The Fastest Way To Build Muscle Effectively

Publié par Unknown lundi 8 avril 2013

By Emmanuel Palmer


What do you do when the weather gets warmer and clothes are getting sparser? Go to the beach of course! If you're still unsure about baring your previously indulgent physique, don't worry there's still time and definitely room, for improvement. Get a gym membership and read on to find out about the fastest way to build muscle.

So now you have a new found zest for fitness - or the rediscovered childhood trauma of being made fun of. Either way, you will get the desired results if you want it bad enough. Before we start, it is a good idea to understand the basic principle on how bodies build bigger muscle. See, progressive overload is increasing the amount of weight your body carries - it reacts by building stronger tissues which we now recognized as bigger muscles.

When you start training, have the in-house instructor check the weight load you will be lifting for the exercises you will undertake. Generally, the appropriate weight load is the heaviest one that you can carry until the 8th or 12th rep when your muscles cannot take anymore. If you are training only for the purpose of developing strength lower weights or set of reps are recommended. Perform at least 8-12 reps of 8 sets per muscle area for quicker results.

As you exercise, your muscle tissues get a few tears in it especially when you lift the heavier weights. To speed up the process of repairing these tissues you will need to get in as much protein as you can in your diet. Chicken, fish, lean meat, eggs, nuts, sea food and cheese are excellent, and delicious I might add, sources of protein. Know your recommended protein intake per day by multiplying your lean mass weight (total body weight less the amount of fat) by 2.75.

Experts on bodybuilding vary in their opinions on how much fat one should be allowed to take. If you really want to achieve that massive physique, then include fat in your diet. This boosts muscle building hormones found in your body. Keep an eye on your eating though; if you ever take a long hiatus from working out without modifying your eating habits, you will gain weight without the muscles - read: not a pretty sight. Drink around 10-12 glasses of water a day to fuel your training sessions.

And to save the best for last, one of the best tips to build bigger muscle is sleep. That's right, sleep. Resting helps in muscle development because this is the time the previously mentioned muscle tears gets fixed and mended. Sleep also stimulates blood flow to the muscle tissues, preparing it for future sessions of more pain induced workouts. If you want to speed up muscle development, get quality sleep.

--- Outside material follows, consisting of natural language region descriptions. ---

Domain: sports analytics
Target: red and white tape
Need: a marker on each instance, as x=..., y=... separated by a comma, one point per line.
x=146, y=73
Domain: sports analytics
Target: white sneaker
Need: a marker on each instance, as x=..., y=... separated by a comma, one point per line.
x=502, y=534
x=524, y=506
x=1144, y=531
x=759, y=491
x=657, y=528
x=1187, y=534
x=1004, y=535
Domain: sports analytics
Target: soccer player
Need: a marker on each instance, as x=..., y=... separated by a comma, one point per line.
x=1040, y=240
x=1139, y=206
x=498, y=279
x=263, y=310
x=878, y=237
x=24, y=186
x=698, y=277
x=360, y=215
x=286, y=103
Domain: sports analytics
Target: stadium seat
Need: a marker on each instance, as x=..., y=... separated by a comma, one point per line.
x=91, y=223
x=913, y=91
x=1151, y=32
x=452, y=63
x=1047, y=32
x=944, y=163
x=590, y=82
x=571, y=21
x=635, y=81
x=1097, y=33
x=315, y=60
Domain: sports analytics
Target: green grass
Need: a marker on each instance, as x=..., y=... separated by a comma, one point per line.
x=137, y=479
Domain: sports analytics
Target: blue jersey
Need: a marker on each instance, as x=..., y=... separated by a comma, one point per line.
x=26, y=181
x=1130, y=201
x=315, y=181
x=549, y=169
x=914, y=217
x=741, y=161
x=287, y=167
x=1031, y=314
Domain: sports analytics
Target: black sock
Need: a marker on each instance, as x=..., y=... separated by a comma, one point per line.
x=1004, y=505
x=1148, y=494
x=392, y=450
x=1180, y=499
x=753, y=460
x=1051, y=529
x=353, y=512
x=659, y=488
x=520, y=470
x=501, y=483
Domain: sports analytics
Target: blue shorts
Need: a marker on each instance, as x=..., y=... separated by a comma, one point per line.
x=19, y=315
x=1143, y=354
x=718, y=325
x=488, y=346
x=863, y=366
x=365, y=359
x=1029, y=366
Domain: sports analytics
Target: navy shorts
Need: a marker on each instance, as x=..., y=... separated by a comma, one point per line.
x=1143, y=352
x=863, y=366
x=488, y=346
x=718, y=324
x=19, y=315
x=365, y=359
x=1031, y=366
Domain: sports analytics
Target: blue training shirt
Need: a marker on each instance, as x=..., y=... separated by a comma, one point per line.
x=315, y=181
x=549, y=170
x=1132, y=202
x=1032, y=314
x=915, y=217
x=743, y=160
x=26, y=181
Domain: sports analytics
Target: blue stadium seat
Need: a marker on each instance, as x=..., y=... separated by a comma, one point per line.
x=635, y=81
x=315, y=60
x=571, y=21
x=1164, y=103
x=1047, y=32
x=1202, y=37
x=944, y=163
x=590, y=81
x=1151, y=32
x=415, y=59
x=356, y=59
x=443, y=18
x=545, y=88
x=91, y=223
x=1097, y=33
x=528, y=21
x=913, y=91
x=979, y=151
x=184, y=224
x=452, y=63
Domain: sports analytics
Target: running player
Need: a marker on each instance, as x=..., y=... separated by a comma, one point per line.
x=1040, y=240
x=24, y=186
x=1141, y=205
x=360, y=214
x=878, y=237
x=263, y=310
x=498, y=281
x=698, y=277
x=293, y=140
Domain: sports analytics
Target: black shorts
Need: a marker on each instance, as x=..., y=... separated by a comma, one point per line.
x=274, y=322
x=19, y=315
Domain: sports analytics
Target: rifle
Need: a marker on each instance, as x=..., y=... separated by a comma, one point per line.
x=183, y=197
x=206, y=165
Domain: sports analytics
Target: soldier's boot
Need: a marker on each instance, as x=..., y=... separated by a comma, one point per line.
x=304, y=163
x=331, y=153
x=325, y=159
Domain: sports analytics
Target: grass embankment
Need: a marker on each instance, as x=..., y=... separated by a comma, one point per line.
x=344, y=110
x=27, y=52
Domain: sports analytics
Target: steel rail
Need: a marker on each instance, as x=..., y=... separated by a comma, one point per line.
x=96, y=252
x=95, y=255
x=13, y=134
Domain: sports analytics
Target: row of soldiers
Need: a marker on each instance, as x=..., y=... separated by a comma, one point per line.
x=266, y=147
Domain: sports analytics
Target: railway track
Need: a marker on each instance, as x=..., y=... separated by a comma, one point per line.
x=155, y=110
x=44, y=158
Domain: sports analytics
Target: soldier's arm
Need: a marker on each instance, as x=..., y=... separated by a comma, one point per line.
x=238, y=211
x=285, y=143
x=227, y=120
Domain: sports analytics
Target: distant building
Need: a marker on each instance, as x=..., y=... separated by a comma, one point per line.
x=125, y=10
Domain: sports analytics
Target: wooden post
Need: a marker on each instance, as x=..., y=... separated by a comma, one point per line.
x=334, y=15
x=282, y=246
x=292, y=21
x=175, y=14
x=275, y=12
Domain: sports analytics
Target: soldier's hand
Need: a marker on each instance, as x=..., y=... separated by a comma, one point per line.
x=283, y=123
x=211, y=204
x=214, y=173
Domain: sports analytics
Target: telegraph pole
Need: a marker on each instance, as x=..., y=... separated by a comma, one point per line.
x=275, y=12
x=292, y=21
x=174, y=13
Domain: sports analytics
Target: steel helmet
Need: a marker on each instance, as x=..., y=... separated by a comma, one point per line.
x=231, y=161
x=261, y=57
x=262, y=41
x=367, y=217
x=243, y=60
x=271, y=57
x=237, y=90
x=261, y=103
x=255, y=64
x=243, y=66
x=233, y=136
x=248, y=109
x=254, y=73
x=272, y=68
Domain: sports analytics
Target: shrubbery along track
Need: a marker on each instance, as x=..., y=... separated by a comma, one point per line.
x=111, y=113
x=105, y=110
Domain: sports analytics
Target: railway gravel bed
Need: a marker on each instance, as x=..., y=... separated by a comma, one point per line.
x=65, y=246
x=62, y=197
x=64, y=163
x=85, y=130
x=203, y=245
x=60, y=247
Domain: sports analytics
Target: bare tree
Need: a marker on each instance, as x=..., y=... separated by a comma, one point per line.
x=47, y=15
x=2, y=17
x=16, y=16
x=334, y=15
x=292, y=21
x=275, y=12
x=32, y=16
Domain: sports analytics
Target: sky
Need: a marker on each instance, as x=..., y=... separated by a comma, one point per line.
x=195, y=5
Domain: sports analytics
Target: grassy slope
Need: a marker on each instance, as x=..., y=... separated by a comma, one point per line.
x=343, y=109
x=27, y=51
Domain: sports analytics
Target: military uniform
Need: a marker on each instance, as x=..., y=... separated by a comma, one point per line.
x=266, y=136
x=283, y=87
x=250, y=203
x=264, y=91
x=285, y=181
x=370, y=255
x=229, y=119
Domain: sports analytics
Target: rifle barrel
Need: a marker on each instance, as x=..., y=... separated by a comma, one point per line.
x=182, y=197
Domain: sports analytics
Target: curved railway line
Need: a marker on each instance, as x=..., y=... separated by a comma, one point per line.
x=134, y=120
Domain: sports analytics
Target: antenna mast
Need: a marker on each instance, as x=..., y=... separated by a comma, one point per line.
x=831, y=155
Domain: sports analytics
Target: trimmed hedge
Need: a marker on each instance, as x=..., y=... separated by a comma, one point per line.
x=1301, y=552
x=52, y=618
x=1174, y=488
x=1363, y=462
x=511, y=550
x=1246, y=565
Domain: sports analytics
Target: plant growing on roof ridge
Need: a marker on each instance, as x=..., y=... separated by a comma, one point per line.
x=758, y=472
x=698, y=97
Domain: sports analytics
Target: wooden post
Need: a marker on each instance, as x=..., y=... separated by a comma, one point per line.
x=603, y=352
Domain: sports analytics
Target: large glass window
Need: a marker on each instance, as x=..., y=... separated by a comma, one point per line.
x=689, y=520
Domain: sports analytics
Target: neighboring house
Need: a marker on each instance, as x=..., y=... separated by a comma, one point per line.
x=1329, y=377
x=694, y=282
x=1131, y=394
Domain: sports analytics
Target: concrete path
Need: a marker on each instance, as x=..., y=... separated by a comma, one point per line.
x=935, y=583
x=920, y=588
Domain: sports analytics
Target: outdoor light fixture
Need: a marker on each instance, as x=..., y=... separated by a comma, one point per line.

There you have it - simple pointers on the fastest way to build muscle. A well-balanced diet, sufficient fluid intake and good sleeping habits; it really doesn't get easier than that. Verify with your physician that you have no medical conditions that will be aggravated with physical training. Once you get a clean bill of health, you have nothing else to do but enjoy. See great results in your body and general well-being when you begin this journey - another lifestyle will not be an option anymore.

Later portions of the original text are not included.